Donald Trump’s recent rhetoric during campaign events and interviews is inaccurate and is “undermining” American democracy, Sen. Angus King said in an interview Friday about the former president’s characterization of the Jan. 6, 2021, riots at the U.S. Capitol as “love and peace.”
“I was there and I know what happened,” King, I-Maine, said in an interview with the Press Herald. “It wasn’t peaceful or loving. It was violent.”
Maine’s senior U.S. senator, Republican Susan Collins, recalled the chaotic, tumultuous scene when she was asked for her reaction to the Republican presidential candidate’s recent comments.
“I will never forget hearing the chants of ‘Hang Mike Pence’ in the hallways as we carried out our constitutional duty in the Senate,” Collins said when she was asked about Trump’s comments during an interview on a different subject.

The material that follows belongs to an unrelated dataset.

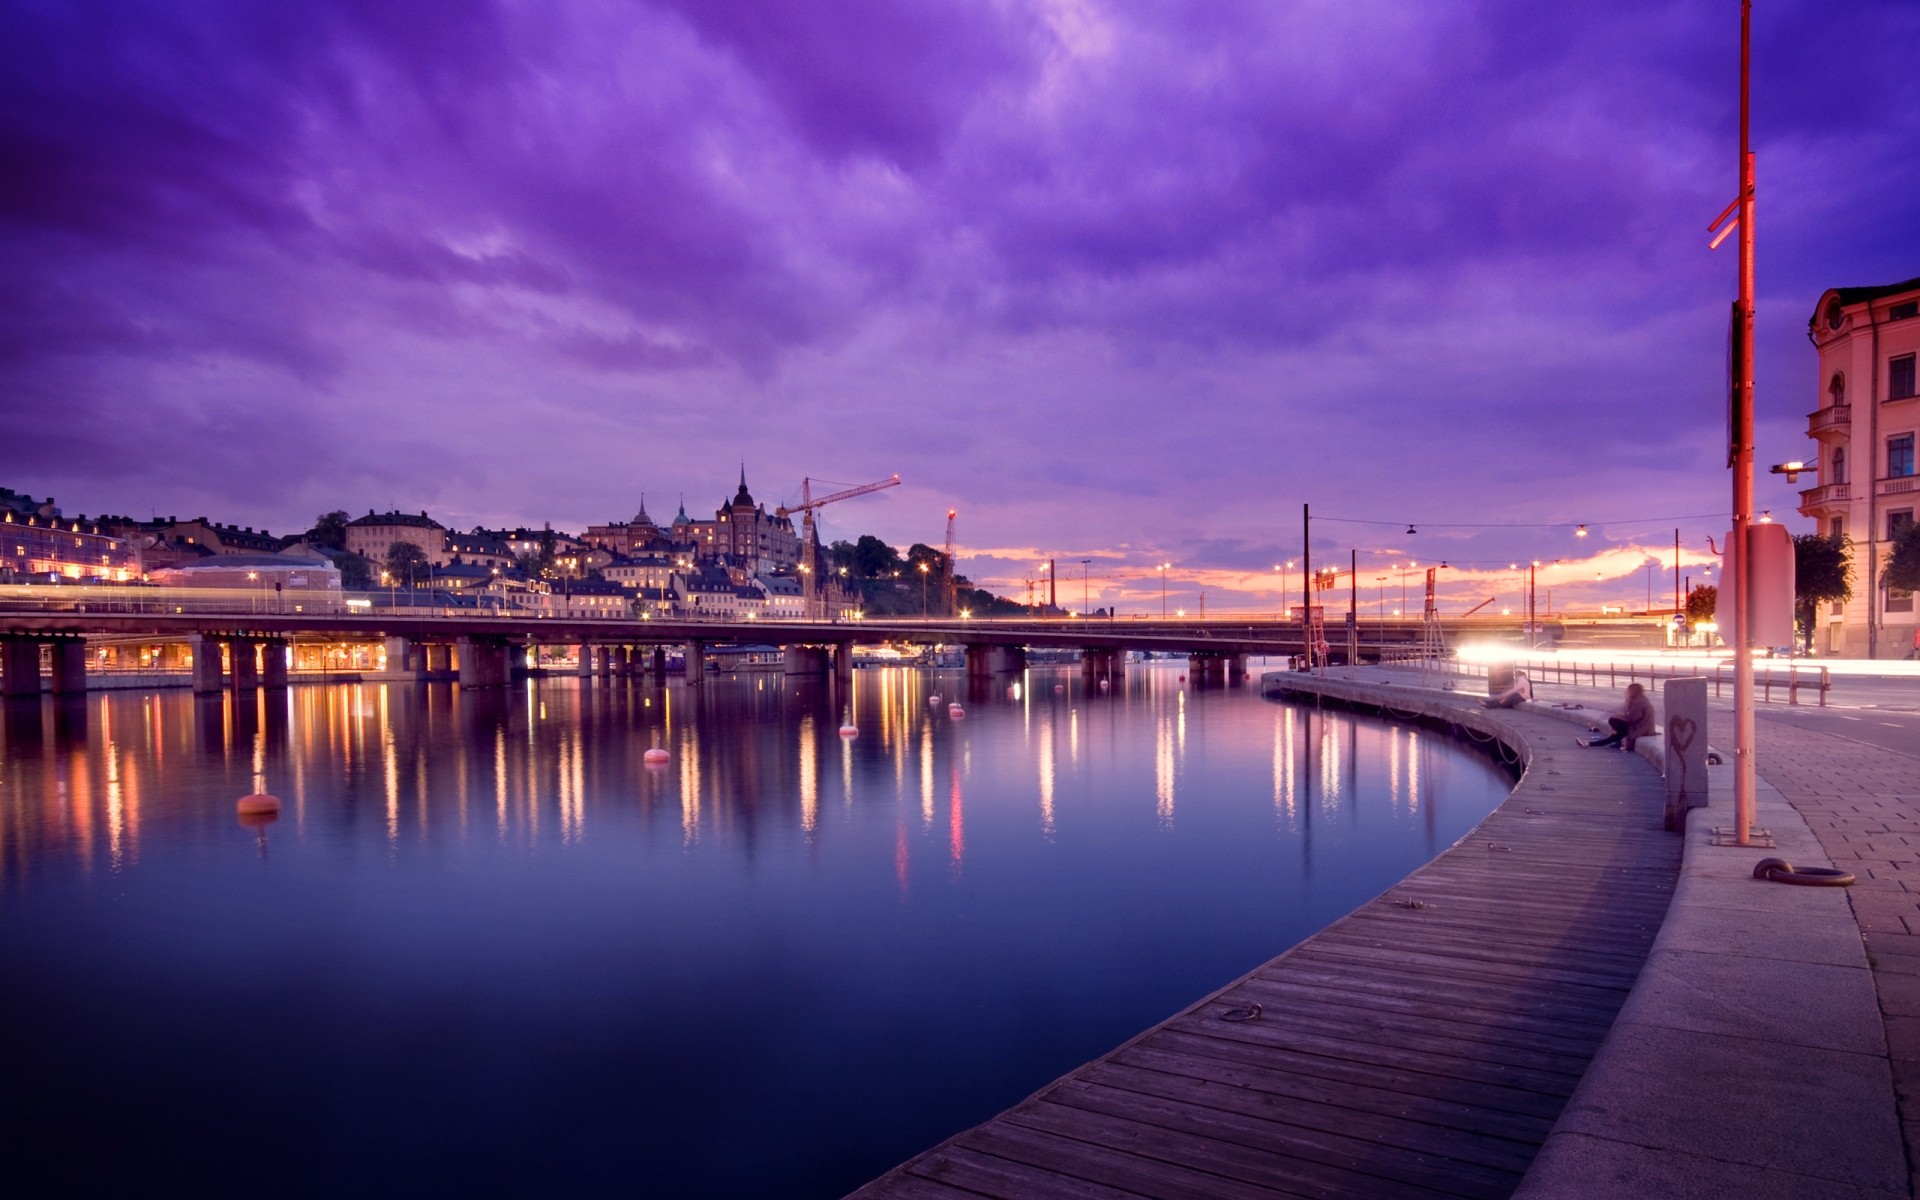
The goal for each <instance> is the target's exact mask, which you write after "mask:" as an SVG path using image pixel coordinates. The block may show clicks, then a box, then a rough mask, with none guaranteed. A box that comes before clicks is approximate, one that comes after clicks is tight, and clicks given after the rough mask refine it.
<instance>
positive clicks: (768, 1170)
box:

Pence, the former vice president, refused to go along with Trump’s demands that he not certify the results of the election. Congress later passed a law, the Electoral Count Act, supported by Collins and King, that clarified that the vice president’s role in presiding over the certification is ceremonial.
Trump also has said that he would pardon some of the rioters, some of whom are currently serving prison sentences.

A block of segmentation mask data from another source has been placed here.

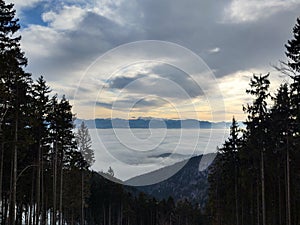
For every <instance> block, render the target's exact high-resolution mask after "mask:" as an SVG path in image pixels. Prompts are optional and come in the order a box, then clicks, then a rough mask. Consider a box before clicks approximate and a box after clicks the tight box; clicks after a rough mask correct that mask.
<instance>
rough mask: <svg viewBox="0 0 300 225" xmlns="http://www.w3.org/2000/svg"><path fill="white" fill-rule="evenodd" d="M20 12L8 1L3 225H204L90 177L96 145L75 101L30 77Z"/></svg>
mask: <svg viewBox="0 0 300 225" xmlns="http://www.w3.org/2000/svg"><path fill="white" fill-rule="evenodd" d="M19 29H20V26H19V24H18V19H16V18H15V10H14V9H13V4H5V2H4V1H3V0H0V224H1V225H21V224H22V225H23V224H26V225H46V224H51V225H56V224H58V225H62V224H72V225H75V224H82V225H83V224H91V225H93V224H103V225H122V224H130V225H134V224H136V225H157V224H170V225H171V224H172V225H176V224H178V225H181V224H183V225H194V224H195V225H198V224H203V220H204V219H203V216H202V215H201V211H200V209H199V207H198V206H196V205H193V204H191V203H189V202H188V201H180V202H177V203H175V202H174V201H173V200H172V198H169V199H168V200H163V201H157V200H155V199H154V198H152V197H149V196H147V195H145V194H143V193H138V192H137V191H136V190H134V189H132V188H128V187H124V186H122V185H121V184H116V183H114V182H111V181H109V180H107V179H105V178H104V177H105V176H113V170H112V169H111V168H110V171H109V172H108V173H107V174H106V175H105V176H101V175H100V174H98V173H96V172H93V171H90V169H89V168H90V166H91V165H92V164H93V163H94V153H93V151H92V149H91V138H90V135H89V132H88V129H87V127H86V126H85V124H84V123H82V124H81V126H80V127H79V128H78V130H77V132H76V133H75V131H74V128H75V127H74V124H73V122H74V119H75V118H74V115H73V114H72V111H71V110H72V106H71V105H70V103H69V101H68V100H67V99H66V98H65V97H64V96H62V97H61V98H59V97H58V95H51V89H50V87H49V86H48V85H47V83H46V81H45V79H44V78H43V77H40V78H38V79H37V80H36V81H33V79H32V76H31V74H28V73H26V72H25V67H26V65H27V59H26V58H25V56H24V53H23V52H22V51H21V49H20V39H21V37H18V36H16V32H17V31H18V30H19Z"/></svg>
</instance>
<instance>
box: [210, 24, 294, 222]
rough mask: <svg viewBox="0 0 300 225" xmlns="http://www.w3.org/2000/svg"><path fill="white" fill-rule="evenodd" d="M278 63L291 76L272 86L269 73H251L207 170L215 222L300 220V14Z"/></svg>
mask: <svg viewBox="0 0 300 225" xmlns="http://www.w3.org/2000/svg"><path fill="white" fill-rule="evenodd" d="M293 33H294V37H293V39H292V40H289V41H288V44H287V45H286V55H287V57H288V59H289V61H288V62H282V63H281V67H280V68H278V69H279V71H281V72H282V73H283V74H285V75H287V76H290V78H291V80H292V82H291V83H290V84H288V83H284V84H282V85H280V87H279V88H278V90H277V92H276V93H275V94H271V93H270V91H269V85H270V81H269V74H267V75H253V78H252V79H251V81H250V88H249V89H248V90H247V91H246V92H247V93H248V94H250V95H251V96H252V97H253V102H252V103H251V104H247V105H245V106H244V107H243V109H244V112H245V113H247V120H246V122H245V125H246V128H245V129H239V127H238V124H237V122H236V121H235V119H233V121H232V126H231V128H230V137H229V138H228V140H227V141H226V142H225V143H224V145H223V146H222V147H221V148H220V149H219V151H218V155H217V158H216V160H215V161H214V163H213V164H212V165H211V167H210V174H209V183H210V189H209V202H208V205H207V212H208V214H209V215H210V219H211V221H212V224H224V225H225V224H228V225H232V224H236V225H243V224H258V225H260V224H262V225H266V224H268V225H270V224H274V225H281V224H286V225H291V224H293V225H297V224H298V225H299V224H300V19H297V24H296V25H295V27H294V29H293ZM273 95H274V96H273Z"/></svg>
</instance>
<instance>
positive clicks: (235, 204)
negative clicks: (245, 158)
mask: <svg viewBox="0 0 300 225" xmlns="http://www.w3.org/2000/svg"><path fill="white" fill-rule="evenodd" d="M234 169H235V181H234V183H235V184H234V186H235V187H234V191H235V215H236V225H239V201H238V177H237V166H236V165H235V167H234Z"/></svg>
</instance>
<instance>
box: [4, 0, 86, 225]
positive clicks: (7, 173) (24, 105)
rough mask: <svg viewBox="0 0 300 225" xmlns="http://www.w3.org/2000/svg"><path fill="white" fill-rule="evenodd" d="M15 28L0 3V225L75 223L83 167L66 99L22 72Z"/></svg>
mask: <svg viewBox="0 0 300 225" xmlns="http://www.w3.org/2000/svg"><path fill="white" fill-rule="evenodd" d="M19 29H20V26H19V24H18V19H15V10H14V9H13V5H12V4H5V2H4V1H3V0H0V157H1V158H0V203H1V209H0V223H1V224H2V225H6V224H10V225H15V224H49V223H50V224H63V223H64V222H65V221H67V222H69V223H70V224H71V222H72V223H73V224H75V222H76V221H78V220H76V218H77V215H82V211H83V210H82V208H85V206H83V205H84V204H83V203H84V199H86V198H87V197H88V195H89V190H88V184H87V183H88V178H89V177H88V175H86V176H84V174H85V173H87V174H88V167H89V165H88V163H87V162H86V160H84V158H83V156H82V154H81V153H83V151H82V149H79V148H78V147H77V144H79V143H77V142H78V141H77V142H76V138H75V133H74V125H73V121H74V115H73V114H72V112H71V109H72V107H71V105H70V103H69V101H68V100H67V99H66V98H65V97H64V96H63V97H62V98H59V97H58V96H57V95H54V96H50V92H51V90H50V88H49V87H48V86H47V84H46V81H45V80H44V78H43V77H40V78H38V79H37V80H36V81H33V80H32V76H31V74H28V73H26V72H25V71H24V68H25V66H26V65H27V59H26V58H25V56H24V53H23V52H22V51H21V49H20V39H21V37H19V36H16V32H17V31H18V30H19ZM79 130H80V129H79ZM82 130H84V129H83V128H82ZM85 135H87V134H85ZM87 142H88V140H87ZM89 147H90V146H85V149H88V148H89ZM88 154H91V153H90V152H88ZM78 196H81V197H79V198H78ZM50 215H51V216H50ZM81 219H82V218H81ZM70 221H71V222H70ZM82 224H83V222H82Z"/></svg>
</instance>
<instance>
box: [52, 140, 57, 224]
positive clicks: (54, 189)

More than 1,200 people, including more than a dozen Mainers, have been charged in connection with the Jan. 6 attack that included breaking into the Capitol and erecting a gallows just outside the Capitol, according to the U.S Department of Justice. More than 1,000 have been found guilty, either through pleas or during a trial. And more than 120 people have been charged with using a “deadly or dangerous weapon or causing serious bodily injury to an officer.”
But Trump, in a recent interview and separately in a Univision town hall appearance, praised those who descended on the Capitol on Jan. 6, 2021.

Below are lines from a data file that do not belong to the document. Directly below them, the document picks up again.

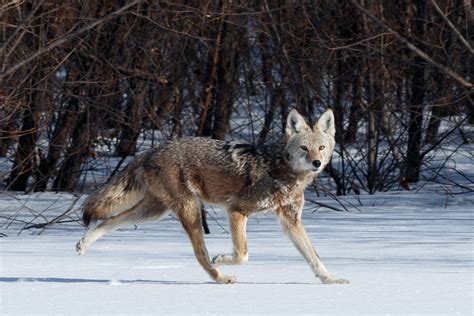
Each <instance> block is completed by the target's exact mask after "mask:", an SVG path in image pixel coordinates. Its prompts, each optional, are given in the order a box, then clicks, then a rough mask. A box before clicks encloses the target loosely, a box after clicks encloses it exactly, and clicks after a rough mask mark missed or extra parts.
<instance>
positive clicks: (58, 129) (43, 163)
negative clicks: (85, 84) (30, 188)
mask: <svg viewBox="0 0 474 316" xmlns="http://www.w3.org/2000/svg"><path fill="white" fill-rule="evenodd" d="M76 92H77V91H76ZM78 111H79V100H78V98H77V95H76V94H74V95H73V96H71V97H70V99H69V100H68V104H67V106H66V108H65V109H64V110H63V111H62V112H61V113H60V115H59V116H58V119H57V121H56V124H55V128H54V132H53V136H52V139H51V141H50V143H49V146H48V156H47V157H46V158H44V159H42V160H41V162H40V164H39V166H38V170H37V172H36V175H35V177H36V183H35V184H34V190H35V191H45V190H46V187H47V186H48V180H49V179H50V177H51V176H52V175H53V173H54V171H55V168H56V165H57V163H58V161H59V158H60V157H61V152H62V151H63V150H64V147H65V145H66V143H67V140H68V137H69V135H70V134H71V130H72V127H73V126H74V122H75V121H76V119H77V113H78Z"/></svg>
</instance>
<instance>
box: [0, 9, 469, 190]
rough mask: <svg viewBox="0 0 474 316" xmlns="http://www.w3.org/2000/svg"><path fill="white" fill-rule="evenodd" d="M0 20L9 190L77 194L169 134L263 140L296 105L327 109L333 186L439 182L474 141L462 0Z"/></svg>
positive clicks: (314, 117)
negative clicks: (100, 177)
mask: <svg viewBox="0 0 474 316" xmlns="http://www.w3.org/2000/svg"><path fill="white" fill-rule="evenodd" d="M0 23H1V24H0V32H1V34H0V41H1V46H0V67H1V68H0V80H1V89H0V157H3V158H1V159H2V160H1V161H2V165H1V166H0V167H1V168H0V169H1V175H2V179H1V180H2V181H3V182H2V184H1V187H2V188H3V189H4V190H13V191H26V192H31V191H44V190H54V191H64V190H65V191H81V190H82V189H83V188H84V185H83V183H84V182H85V181H86V175H88V174H89V175H90V174H93V172H98V171H99V172H103V173H106V174H108V175H110V174H113V173H115V172H116V171H117V170H119V169H120V168H122V167H123V166H124V165H125V163H123V162H124V161H125V157H129V156H133V155H135V154H136V153H137V152H140V151H142V150H143V149H146V148H148V147H150V146H154V145H157V144H159V143H160V142H161V141H163V140H164V139H169V138H174V137H182V136H189V135H196V136H205V137H213V138H218V139H224V138H226V139H237V138H239V139H240V138H243V139H246V140H247V141H249V142H253V143H265V142H268V141H271V140H272V139H274V138H276V137H279V135H280V134H281V131H282V129H281V126H282V123H283V122H284V121H285V119H286V116H287V113H288V112H289V110H290V109H291V108H296V109H298V110H299V111H300V113H302V114H303V115H304V116H305V117H306V118H307V119H308V121H310V122H311V123H313V122H314V121H315V120H316V119H317V117H318V116H319V114H320V113H321V112H322V111H323V110H324V109H325V108H327V107H330V108H332V109H333V110H334V112H335V115H336V124H337V143H338V147H337V151H336V154H335V159H334V161H333V163H332V165H331V166H329V168H328V170H327V171H328V174H329V178H330V179H331V181H332V183H333V184H334V188H335V193H336V194H347V193H359V192H361V191H364V192H368V193H374V192H376V191H383V190H388V189H392V188H400V187H401V188H408V187H409V185H411V184H410V183H413V182H418V181H420V180H425V181H440V177H442V173H441V172H439V170H441V169H442V168H446V166H447V165H448V164H447V162H449V159H450V158H449V157H450V156H451V155H452V153H454V152H456V151H457V150H458V148H459V147H460V146H462V144H466V143H470V142H472V132H471V131H472V124H474V109H473V108H474V106H473V97H474V93H473V91H474V90H473V84H472V82H473V80H474V79H473V78H474V50H473V39H474V9H473V7H472V4H471V1H470V0H430V1H429V0H401V1H380V0H374V1H368V0H344V1H329V0H326V1H270V0H263V1H235V0H234V1H229V0H226V1H207V0H206V1H144V0H140V1H97V0H94V1H87V0H86V1H70V0H65V1H8V0H7V1H2V4H1V8H0ZM437 150H442V151H443V152H444V153H446V154H445V155H444V156H443V157H444V158H443V159H444V160H443V159H442V160H441V161H439V159H438V160H436V155H435V154H434V153H435V152H436V151H437ZM471 154H472V153H471ZM112 157H113V158H114V160H110V159H112ZM116 157H118V158H116ZM107 159H109V160H107ZM111 161H113V163H112V162H111ZM108 162H110V165H109V164H108ZM104 170H105V171H104ZM454 172H455V171H454ZM461 176H462V175H461ZM89 179H90V178H89ZM445 180H446V179H445ZM99 182H100V181H99ZM471 182H472V181H471ZM464 189H468V188H464ZM471 191H472V190H471Z"/></svg>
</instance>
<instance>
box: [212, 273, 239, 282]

“The primary scene in Washington was hundreds of thousands, the largest group of people I’ve ever spoken before, and I’ve spoken – and it was love and peace,” Trump said in an Oct. 15 interview with Bloomberg News.
Trump, the Republican presidential nominee, and Democratic Vice President Kamala Harris are vying for the presidency in the Nov. 5 election, with polls showing a tight race.
King said the intention of the mob was to stop the peaceful transfer of power after Joe Biden defeated Trump in the 2020 election.
“Their motto and their chant was ‘Stop the Steal’ not ‘Observe the Steal,’ ” King said. “To act like it was a peaceful demonstration was just not true.”
Collins was one of seven Republicans to vote to convict Trump in the former president’s second impeachment trial in February 2021. Trump was acquitted because the vote failed to reach the two-thirds threshold required to convict. King joined all Democrats and fellow independent Sen. Bernie Sanders of Vermont in favor of conviction.
“It’s very clear from my vote on the second impeachment trial where I stand on Jan. 6,” Collins said.
Collins has said she is not supporting either Trump or Harris in the presidential election, and will instead write-in Nikki Haley, the former governor of South Carolina and U.S. ambassador to the United Nations, who unsuccessfully challenged Trump in the 2024 Republican primaries.
Trump is facing criminal prosecution by Special Prosecutor Jack Smith on charges that he attempted to overturn the 2020 election.
King, who supports Harris’ bid for the presidency, also slammed Trump’s rhetoric of calling Democrats he doesn’t agree with, including California Rep. Adam Schiff and former House Speaker Nancy Pelosi, the “enemy from within.” Trump has suggested using the National Guard or military on the “enemy from within” if there’s unrest on Election Day.
DANGEROUS RHETORIC
“That’s dangerous rhetoric,” King said. “We have opponents, not enemies. We may differ on our strongly held different views. But we shouldn’t call our own citizens enemies.”
King is running for reelection against Republican Demi Kouzounas and Democrat David Costello. Collins isn’t up for reelection until 2026.
King said that he’s also very concerned that if Trump were reelected he would be in charge of deciding whether to launch nuclear weapons.
“It worries me that we have a candidate who seems prone to making emotional decisions, and that the results of which would be the end of the human race,” King said.
King also praised Harris on Friday, pointing out that he knows her personally from their time serving together on the Senate Intelligence Committee.
“She’s very smart, very quick, basically an impressive person,” King said. “It’s been notable to me that she has really made an effort to reach out to Republicans.”
Collins, however, was surprised to hear Harris say in a recent interview on “The View” that “not a thing comes to mind” when asked what she would have done differently than President Biden.
“I was astonished by those comments since most presidential candidates chart their own course,” Collins said.